Fairtex Gym is the name given to a number of Muay Thai, Kick boxing, Boxing, Brazilian jiujitsu and Mixed martial arts gyms around the world. The original Fairtex Gym was founded in Bangkok, Thailand in 1975.

History

The Fairtex Garments Factory Company Limited was founded by Mr. Philip Wong in 1971, selling Muay Thai training equipment and Fairtex branded T-shirts to the Thai department store market. The first Fairtex Gym was created in Bangkok. The Camp was initially established in central Bangkok but later relocated to Bangplee, about 25 km away. This location was chosen specifically to create a professional training atmosphere away from the distractions of Bangkok. The venue benefits from clean, fresh air and the cooling ocean breeze from the gulf of Thailand - a refreshing contrast to the noise and pollution of Bangkok.

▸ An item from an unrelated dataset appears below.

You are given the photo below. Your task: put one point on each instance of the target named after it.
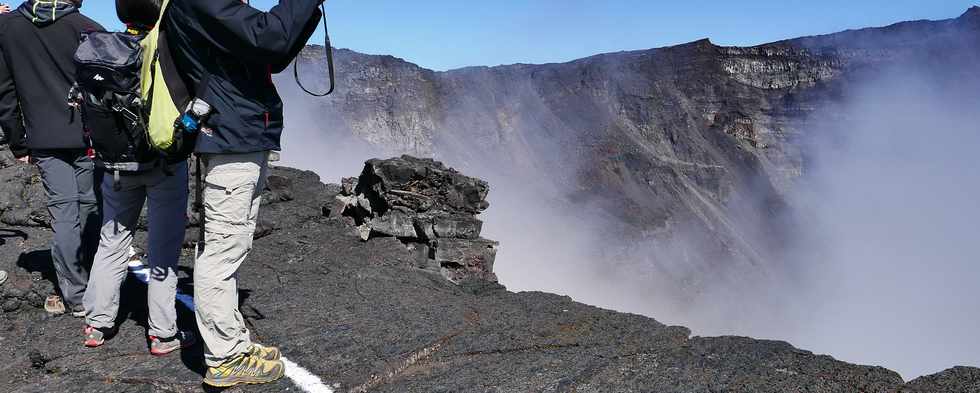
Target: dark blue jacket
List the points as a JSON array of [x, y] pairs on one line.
[[226, 52], [37, 47]]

Wong created Fairtex Promotions in 1978 when he became a promoter at the Lumpinee Stadium. In 1998, Mr. Philip Wong, Founder & Chairman, partnered with Anthony Lin, President & CEO, to open Fairtex Equipment Company Limited to manufacture, market and distribute Fairtex branded equipment and apparels worldwide.  
In 1993, a Fairtex Gym was opened in Chandler, Arizona, United States but was relocated to San Francisco, California in 1996.  In 2004, Anthony Lin moved Fairtex to a new location in San Francisco. In 2007, Fairtex Mountain View was opened and Fairtex Newark, CA in 2009. In 2013, Fairtex Mountain View closed, leaving no Fairtex gyms in the United States. Nine gyms were opened in the Tokyo metropolitan area in 2004, another in Pattaya the following year in 2005 and one in 2012, Fairtex in China.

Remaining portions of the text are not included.